The challenge with pushing myself into unknown territory and harder routes can be intimidating, sometimes even scary, and this is when I start overgripping. Sometimes I even climb arms bent, locking off as much as I can.
This is about fear.
Climbing, climbing and more climbing, and Adam Ondra's advice - to diversify our climbing meters: try everything, go everywhere locally, climb indoors and outdoors - helps us to build confidence and become better climbers, with a perfect grip.

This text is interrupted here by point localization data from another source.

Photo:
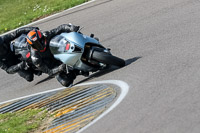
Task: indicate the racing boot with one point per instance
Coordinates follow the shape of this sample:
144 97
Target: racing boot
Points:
66 79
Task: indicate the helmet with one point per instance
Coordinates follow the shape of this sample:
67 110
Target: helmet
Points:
3 49
36 40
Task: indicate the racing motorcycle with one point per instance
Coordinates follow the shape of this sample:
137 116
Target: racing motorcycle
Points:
83 53
79 52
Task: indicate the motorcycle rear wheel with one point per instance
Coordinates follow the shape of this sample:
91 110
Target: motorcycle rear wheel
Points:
107 58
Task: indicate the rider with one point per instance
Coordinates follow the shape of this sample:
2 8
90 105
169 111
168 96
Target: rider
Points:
42 57
8 60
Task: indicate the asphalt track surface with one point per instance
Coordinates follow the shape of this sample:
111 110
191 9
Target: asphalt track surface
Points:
161 45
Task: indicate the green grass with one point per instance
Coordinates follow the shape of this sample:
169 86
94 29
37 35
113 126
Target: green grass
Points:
16 13
22 122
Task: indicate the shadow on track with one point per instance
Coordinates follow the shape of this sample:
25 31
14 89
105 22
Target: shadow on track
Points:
106 71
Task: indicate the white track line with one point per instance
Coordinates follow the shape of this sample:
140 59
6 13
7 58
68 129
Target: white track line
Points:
50 16
124 90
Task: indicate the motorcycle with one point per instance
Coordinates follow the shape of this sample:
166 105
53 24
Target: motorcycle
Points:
79 52
82 53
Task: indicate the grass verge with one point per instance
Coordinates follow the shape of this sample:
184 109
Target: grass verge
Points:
16 13
23 122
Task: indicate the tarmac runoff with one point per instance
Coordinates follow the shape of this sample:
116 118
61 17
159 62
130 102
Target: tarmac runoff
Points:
75 108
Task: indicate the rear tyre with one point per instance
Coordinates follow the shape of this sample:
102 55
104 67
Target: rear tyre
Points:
107 58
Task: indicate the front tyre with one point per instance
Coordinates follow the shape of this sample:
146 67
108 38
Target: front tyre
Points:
107 58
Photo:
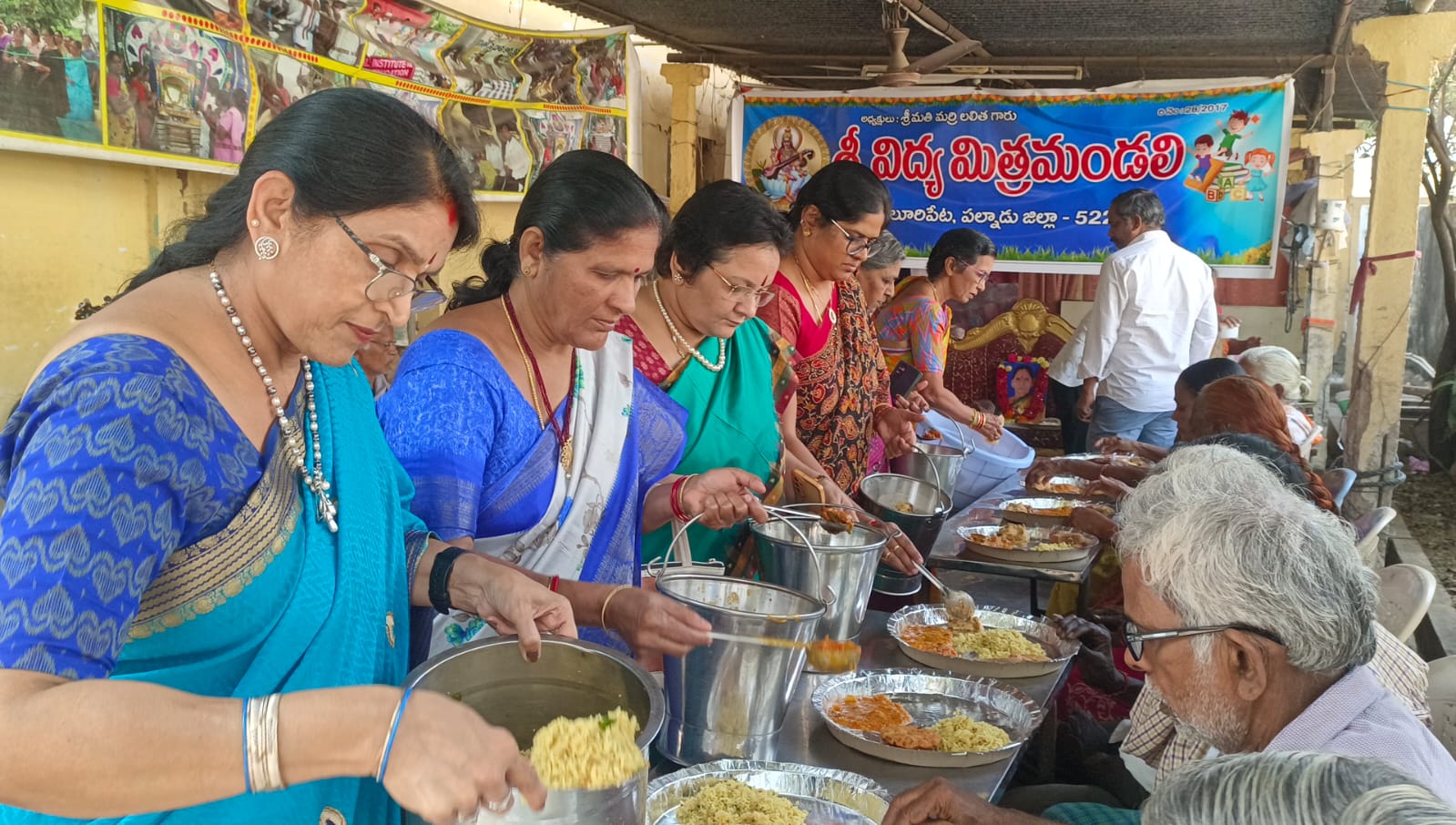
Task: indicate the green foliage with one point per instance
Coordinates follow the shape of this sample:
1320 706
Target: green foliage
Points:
60 15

A few things we can work on:
- building trust with our belayer,
- taking falls,
- develop more foot, leg, ham, core, upper body, shoulder, arm, contact strength,
- climbing strategy and planning, techniques and moves,
- direction of pulling/loading holds,
- using mainly the strength of our feet and legs when we climb,
- trusting our foot placements on tiny tiny footholds (wearing smaller and more aggressive shoes makes a big difference!),
- balance, also to spread our effort evenly across our entire body,
- resting technique and strategy, during a climb, and between climbs and days of climbing
- being present in the now, being aware of our body, our space, of our breathing,
- meditate, trying to relax our mind, trying to climb without thinking,
- being in a flow state: feeling of energized focus, full involvement, and enjoyment.
This list is far from complete. Well developed and integrated, our climbing becomes smoother, applying the right amount of gripping.
Being more confident in my climbing also helps me in my decision making while I venture into new and challenging routes.
How can we avoid overgripping and practice to find our gripping sweet spot? In reference to Alli Rainey's Blog Series "Move of the Month", here are some suggestions:
Practice no. 1: Relax your lower grip each time, you reached a target hold with your upper hand.
Practice no. 2: Try to relax both hands and grips. Practice on the bouldering wall and low to the ground above a thick bouldering mat. Try to relax to a point where you can let go off the wall to figure out your gripping sweet spot: the smallest amount of grip needed to keep your body safely on the wall. Try on different type of holds, from slabs to overhangs. Again stay low and close to the bouldering mat! Don't hurt yourself!
You can also indoor practice on top-rope, strictly following the safety protocol and requirements at your climbing gym!
Practice no. 3: Depending on the type of hand-holds on your climb (e.g. pinches, crimps, slopers, pockets), direct your attention and relax specific fingers/group of fingers, hands and arm muscles. For example with pinches, we put a lot of stress on our thumbs.
Shaking out hands and fingers after each grip (birdflaps), letting your arm hang down in a good resting position or when holding on to a big jug, switching hands, trying to jam a body part instead of gripping a hold are some examples to relax stressed fingers, hands and arms.